Esta es una historia de la crisis donde no se habla de crisis, sino de miedo.

El nacionalismo vasco ya ha fechado para 2015 la independencia de Euskadi. La agenda política hay que prepararla con tiempo. El presidente del PNV, Íñigo Urkullu se presentó en Madrid, mañana del jueves 3, con la habitual carga de eufemismo y el habitual síndrome de Estocolmo de los nacionalistas. No habló de independencia, pero sí de derecho de autodeterminación a plazo fijo: dentro de cuatro años. En su versión Síndrome de Estocolmo, Urkullu dio un paso más allá de la equidistancia: hay dos tipos de víctimas: las de los etarras y las de los españoles, y ambas merecen todo nuestro respeto, pero Arnaldo Otegi no debió ser encarcelado mientas la juez Murillo, las de los cabrones, sí debe ser recusada.

Es más, ETA ha lanzado un comunicado de abandono de la violencia que supone "una conquista cívica, fin sin contrapartida y paz por paz". Por el momento, no es preciso iniciar el proceso de beatificación de los etarras pero no estaría de más un homenaje por los gudaris caídos por Euskadi. Esto último es mío, no de Urkullu, pero no exagero si aseguro que estaba implícito.
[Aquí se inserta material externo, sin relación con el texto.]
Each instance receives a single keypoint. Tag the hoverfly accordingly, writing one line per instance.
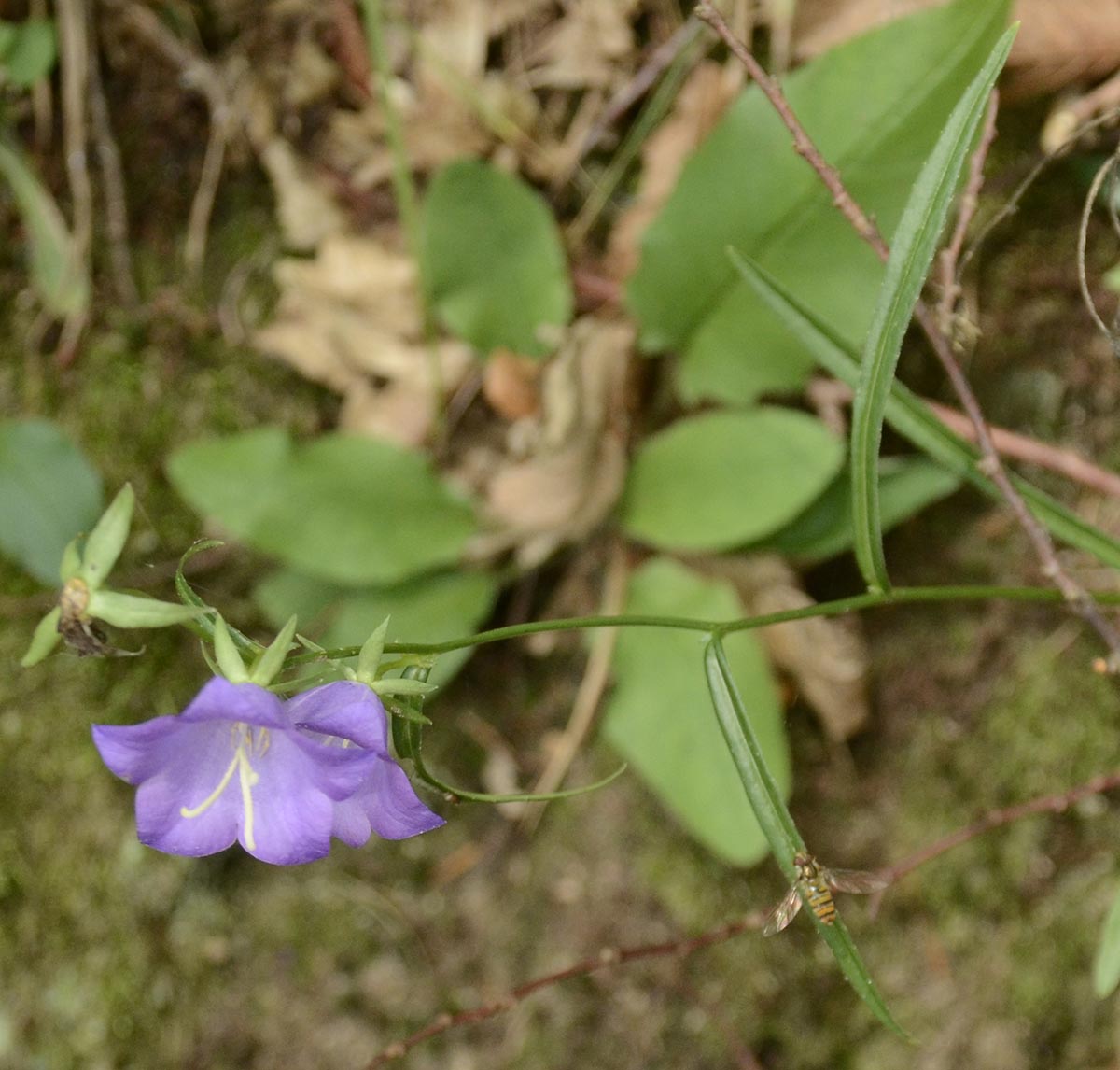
(816, 885)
Al menos lo del homenaje.

El problema del PNV se llama síndrome de Estocolmo. Tiene miedo a sus compañeros de viaje, los proetarras, pero no pueden aparentarlo, así que vierten sus manías contra la policía, que ha provocado muchas víctimas. Pero lo preocupante no es eso: lo preocupante es que el PNV no teme a los españoles, a pesar de que Urkullu hable de las "víctimas policiales", temen a los proetarras, porque, como el resto del país, no están seguros de que no vuelvan a matar y, sobre todo, porque tras cuarenta años de violencia, los radicales han tomado las calles de Euskadi y el moderado tiene miedo a hablar en voz alta. Y por cierto, ahí se demuestra que el nacionalista vasco guarda un gran parecido con el español: valiente en el frente de batalla y cobarde a la hora de hablar en voz alta en tiempos de paz.
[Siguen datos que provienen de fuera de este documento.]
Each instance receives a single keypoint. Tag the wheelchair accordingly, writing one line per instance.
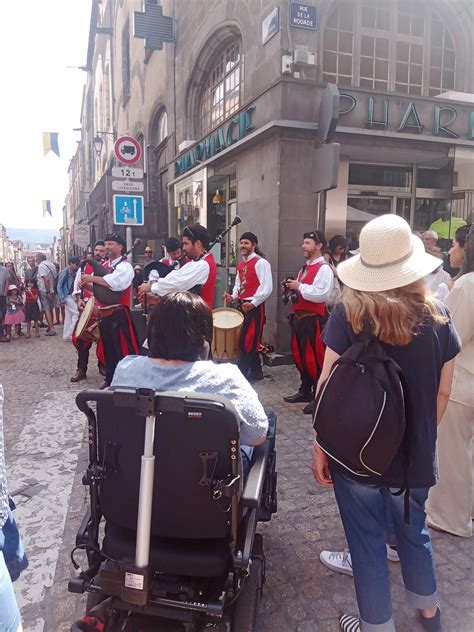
(170, 536)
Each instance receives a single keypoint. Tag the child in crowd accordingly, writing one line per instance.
(32, 313)
(14, 315)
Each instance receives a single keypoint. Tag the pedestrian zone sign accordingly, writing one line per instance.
(128, 210)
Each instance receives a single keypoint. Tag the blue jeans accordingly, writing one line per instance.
(12, 547)
(364, 511)
(9, 613)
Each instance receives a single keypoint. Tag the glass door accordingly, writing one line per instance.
(362, 209)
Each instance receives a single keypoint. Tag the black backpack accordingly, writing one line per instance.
(361, 410)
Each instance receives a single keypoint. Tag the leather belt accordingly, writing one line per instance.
(103, 313)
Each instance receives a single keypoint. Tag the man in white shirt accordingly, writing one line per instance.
(253, 285)
(46, 275)
(199, 275)
(313, 286)
(115, 324)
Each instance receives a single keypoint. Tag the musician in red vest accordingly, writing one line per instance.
(253, 285)
(115, 324)
(83, 346)
(199, 275)
(313, 287)
(174, 256)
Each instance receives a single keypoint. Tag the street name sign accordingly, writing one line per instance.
(135, 173)
(128, 186)
(303, 16)
(128, 210)
(127, 150)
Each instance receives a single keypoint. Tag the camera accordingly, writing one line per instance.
(287, 294)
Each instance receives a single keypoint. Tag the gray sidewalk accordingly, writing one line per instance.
(45, 434)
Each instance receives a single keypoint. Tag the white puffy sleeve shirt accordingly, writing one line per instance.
(193, 273)
(320, 290)
(121, 278)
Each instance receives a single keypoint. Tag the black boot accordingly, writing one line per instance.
(299, 396)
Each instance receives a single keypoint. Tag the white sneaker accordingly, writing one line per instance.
(392, 553)
(339, 561)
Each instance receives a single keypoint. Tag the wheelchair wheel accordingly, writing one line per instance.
(246, 607)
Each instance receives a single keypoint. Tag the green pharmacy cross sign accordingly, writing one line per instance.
(152, 26)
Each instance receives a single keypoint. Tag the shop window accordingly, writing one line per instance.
(222, 92)
(400, 46)
(380, 176)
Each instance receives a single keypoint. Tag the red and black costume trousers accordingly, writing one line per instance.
(307, 347)
(118, 337)
(83, 347)
(249, 359)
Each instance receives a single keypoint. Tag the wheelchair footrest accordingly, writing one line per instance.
(126, 581)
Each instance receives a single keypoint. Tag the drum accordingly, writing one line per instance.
(227, 330)
(87, 327)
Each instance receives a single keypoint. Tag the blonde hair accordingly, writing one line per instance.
(393, 316)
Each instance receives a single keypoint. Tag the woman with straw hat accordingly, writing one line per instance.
(385, 296)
Vamos que no sé si la nota de la banda ha sido una conquista cívica pero lo que el PNV siente es mucho miedo cívico a quien le tiene secuestrado. Por eso se encabrona contra sus aliados naturales, que son la gente pacífica, sean españoles de Bilbao o españoles de Badajoz.

Se lo cuento de otra forma: en Vascongadas el miedo al violento o al amigo del violento impera entre la ciudadanía. Nadie se atreve a decir lo que piensa. De ahí las alabanzas a los etarras. Le tiene miedo al tortazo, pero también al tartazo.
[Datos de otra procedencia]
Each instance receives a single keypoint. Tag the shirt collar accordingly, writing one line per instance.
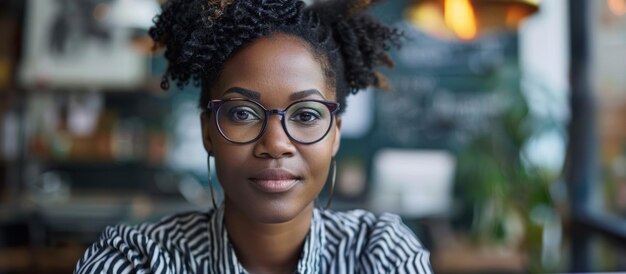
(310, 258)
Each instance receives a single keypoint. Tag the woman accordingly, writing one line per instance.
(274, 76)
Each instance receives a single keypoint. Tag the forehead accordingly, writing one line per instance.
(275, 65)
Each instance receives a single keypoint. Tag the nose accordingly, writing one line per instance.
(274, 143)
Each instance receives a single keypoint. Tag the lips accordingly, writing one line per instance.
(274, 180)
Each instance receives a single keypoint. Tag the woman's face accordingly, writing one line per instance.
(273, 179)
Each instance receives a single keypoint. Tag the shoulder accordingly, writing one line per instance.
(383, 242)
(145, 248)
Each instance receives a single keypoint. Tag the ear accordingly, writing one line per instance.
(337, 139)
(206, 137)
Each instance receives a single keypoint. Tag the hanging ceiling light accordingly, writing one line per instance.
(465, 19)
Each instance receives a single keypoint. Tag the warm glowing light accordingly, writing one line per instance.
(617, 7)
(459, 16)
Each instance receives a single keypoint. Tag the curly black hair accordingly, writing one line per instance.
(200, 35)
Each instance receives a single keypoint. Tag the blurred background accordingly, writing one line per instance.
(502, 144)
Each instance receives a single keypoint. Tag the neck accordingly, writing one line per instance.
(267, 248)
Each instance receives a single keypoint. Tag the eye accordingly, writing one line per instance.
(307, 116)
(242, 113)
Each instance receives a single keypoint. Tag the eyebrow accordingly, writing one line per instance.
(245, 92)
(257, 95)
(304, 93)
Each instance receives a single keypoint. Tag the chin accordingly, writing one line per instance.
(273, 212)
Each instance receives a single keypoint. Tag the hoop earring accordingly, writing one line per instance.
(332, 186)
(208, 163)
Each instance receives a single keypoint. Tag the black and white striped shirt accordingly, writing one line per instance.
(339, 242)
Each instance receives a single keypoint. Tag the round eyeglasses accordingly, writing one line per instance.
(243, 121)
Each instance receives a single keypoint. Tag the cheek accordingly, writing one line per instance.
(317, 157)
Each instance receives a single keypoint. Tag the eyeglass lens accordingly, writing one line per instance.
(243, 121)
Traducido a la campaña electoral para el 20-N, que comenzará a las 00,00 horas del viernes 4, esto significa que el electorado vasco, menos el catalán, no vota ideas, sino identidades. Ni tan si quiera, salvo algún maqueto perdido, votan, como en el resto de España, crisis económica. Sólo "el conflicto", de donde se deduce que Euskadi más que una comunidad autónoma o un país es un problema, el problema vasco. Los nacionalistas eligen entre el independentismo burgués del PNV y el independentismo arrabalero de Bildu y compañía. Los no nacionalistas, eligen entre la socialdemocracia del PSE o la derecha capitalista del PP. Pero lo que decide, al final, es la cuestión soberanista. Como debate ideológico, parece muy pobre y, desde luego, no colabora mucho a la salida de la crisis.